Pullara uses the following progression to get the most from the drill:
Week 1: 4 x 20 yards
Week 2: 6 x 20 yards
Week 3: 4 x 30 yards
Week 4: 6 x 30 yards
Week 5: 6 x 40 yards
Week 6: 8 x 40 yards
Overspeed Training
Overspeed training also improves linear speed, because muscles fire faster than they would without assistance. "We like to focus on this to train the neurological system to fire more quickly and increase stride frequency," Pullara says.
Assisted Sprints
The drill’s execution is the same as resisted sprints except your partner runs in front of you, providing a constant rate of pull over the entire length of the sprint.

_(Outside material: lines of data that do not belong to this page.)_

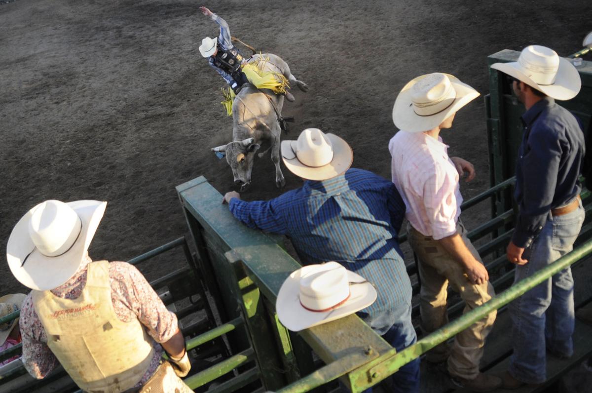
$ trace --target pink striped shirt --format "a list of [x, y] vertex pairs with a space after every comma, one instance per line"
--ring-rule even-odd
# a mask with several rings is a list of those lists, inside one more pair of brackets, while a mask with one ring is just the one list
[[454, 234], [461, 215], [458, 172], [448, 146], [423, 132], [399, 131], [391, 139], [392, 183], [405, 202], [405, 217], [420, 232], [439, 239]]

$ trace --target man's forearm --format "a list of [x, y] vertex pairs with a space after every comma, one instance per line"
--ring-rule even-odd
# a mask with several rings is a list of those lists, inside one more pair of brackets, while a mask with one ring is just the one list
[[473, 254], [471, 253], [466, 245], [465, 244], [462, 238], [458, 233], [436, 241], [438, 242], [452, 257], [452, 258], [464, 269], [470, 269], [475, 263], [479, 263], [475, 259]]
[[181, 357], [185, 353], [185, 337], [178, 328], [177, 333], [175, 333], [173, 337], [161, 345], [166, 353], [173, 357]]

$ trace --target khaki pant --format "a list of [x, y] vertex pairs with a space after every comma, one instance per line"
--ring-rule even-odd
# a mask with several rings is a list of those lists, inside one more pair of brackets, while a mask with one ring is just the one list
[[193, 393], [193, 391], [177, 376], [170, 363], [163, 361], [154, 375], [140, 388], [139, 393]]
[[[456, 231], [475, 258], [482, 263], [466, 237], [466, 231], [460, 220], [456, 224]], [[432, 237], [422, 234], [410, 225], [407, 225], [407, 233], [409, 244], [417, 257], [422, 281], [422, 328], [424, 332], [432, 333], [448, 323], [446, 296], [449, 282], [465, 301], [463, 313], [481, 305], [495, 296], [493, 287], [488, 282], [480, 285], [471, 284], [462, 266]], [[483, 356], [485, 339], [491, 330], [496, 314], [496, 311], [492, 312], [456, 335], [448, 357], [448, 372], [451, 375], [466, 379], [477, 377], [479, 362]], [[443, 343], [428, 353], [427, 360], [443, 360], [448, 351], [448, 344]]]

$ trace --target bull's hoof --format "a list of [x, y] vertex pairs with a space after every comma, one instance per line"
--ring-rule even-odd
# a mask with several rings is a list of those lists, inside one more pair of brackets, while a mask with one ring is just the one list
[[281, 179], [275, 180], [275, 186], [278, 188], [283, 188], [284, 186], [286, 185], [286, 180], [282, 177]]
[[298, 88], [299, 89], [300, 89], [301, 90], [302, 90], [303, 91], [304, 91], [304, 92], [307, 92], [308, 91], [308, 85], [307, 85], [304, 82], [301, 82], [300, 81], [298, 81], [298, 83], [296, 84], [296, 85], [298, 86]]

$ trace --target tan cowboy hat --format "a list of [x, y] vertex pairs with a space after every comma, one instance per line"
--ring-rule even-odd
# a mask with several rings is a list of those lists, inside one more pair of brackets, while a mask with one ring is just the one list
[[477, 90], [448, 74], [417, 76], [397, 96], [392, 121], [402, 131], [429, 131], [478, 96]]
[[19, 220], [7, 245], [14, 277], [31, 289], [59, 286], [78, 270], [107, 202], [46, 200]]
[[582, 81], [577, 69], [555, 51], [530, 45], [520, 52], [517, 62], [495, 63], [491, 68], [501, 71], [555, 100], [571, 100], [578, 95]]
[[[0, 296], [0, 318], [21, 309], [26, 297], [27, 295], [24, 293], [13, 293]], [[16, 318], [11, 322], [0, 325], [0, 346], [4, 343], [10, 335], [10, 332], [18, 323], [18, 318]]]
[[326, 180], [352, 166], [353, 152], [337, 135], [307, 128], [297, 140], [282, 140], [282, 158], [292, 173], [308, 180]]
[[294, 271], [279, 289], [275, 309], [282, 324], [299, 331], [368, 307], [376, 289], [337, 262], [308, 265]]
[[200, 45], [200, 53], [204, 57], [209, 57], [212, 55], [214, 55], [214, 52], [216, 51], [216, 44], [217, 43], [217, 37], [214, 39], [206, 37], [201, 40], [201, 45]]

Use the same reps and recovery as the resisted sprints, but Pullara recommends keeping the distance between 20 and 30 yards throughout the cycle.
Change of Direction Training
According to Pullara, change of direction is one of the most important aspects of speed for a softball player. "The first step is where most of your time is made or lost in softball," he says. "We try to make the players react with minimal negative movements, so everything is moving in the right direction for the first step. This carries over to softball, because you can get to the ball a step quicker and make the play easier."
Pro Agility with Ball Roll
Pullara uses this drill to improve change of direction speed and acceleration over a short distance.
- Get in fielding stance facing a partner, with cones 5 yards to your left and right
- Have your partner roll a ball to one of the cones
- Without taking a false step, react by turning and sprinting 5 yards to the cone
- Field the ball and touch the ground at the base of the cone
- Have your partner roll another ball to the other cone
- Turn and sprint 10 yards to that cone
- Again, field the ball and touch the ground at the base of the cone
- Turn and sprint back to starting position
The Wildcats perform 6-8 reps of this drill with a 5:1 rest-to-work ratio.
Acceleration Training
"This training mimics the type of acceleration needed to run down a fly ball or get to a ground ball," Pullara says..
Speed Ladder and Burst
The Wildcats further improve softball-specific acceleration by adding speed development to foot work drills on the standard speed ladder.
- Perform specified drill through a speed ladder with a partner standing at the end
- Have your partner throw a ball over your shoulder or roll it past you upon completion of the ladder drill
- Accelerate after the ball to catch or field it
Perform 16-20 reps with a 5:1 rest-to-work ratio.
Plyometric Training
Pullara includes small doses of plyometrics in the softball team’s speed workouts to improve explosive power. He has the women perform 3 sets of 6-10 reps of plyos.
Coaching Point: Go for maximum height and spend as little time as possible between jumps.
Split Squat Jumps
- Start with your legs in split jump position
- Squat down, then jump as high as possible
- Switch your back leg to the front position and front leg to the back quickly in mid-air
- Begin the next jump immediately upon landing
Box Drops
- Stand at the edge of a 12" x 24" box
- Step off the box and land on both feet
- Jump for maximum height immediately upon landing
Coaching Point: After a few weeks of doing Box Drops, jump for maximum distance instead of height.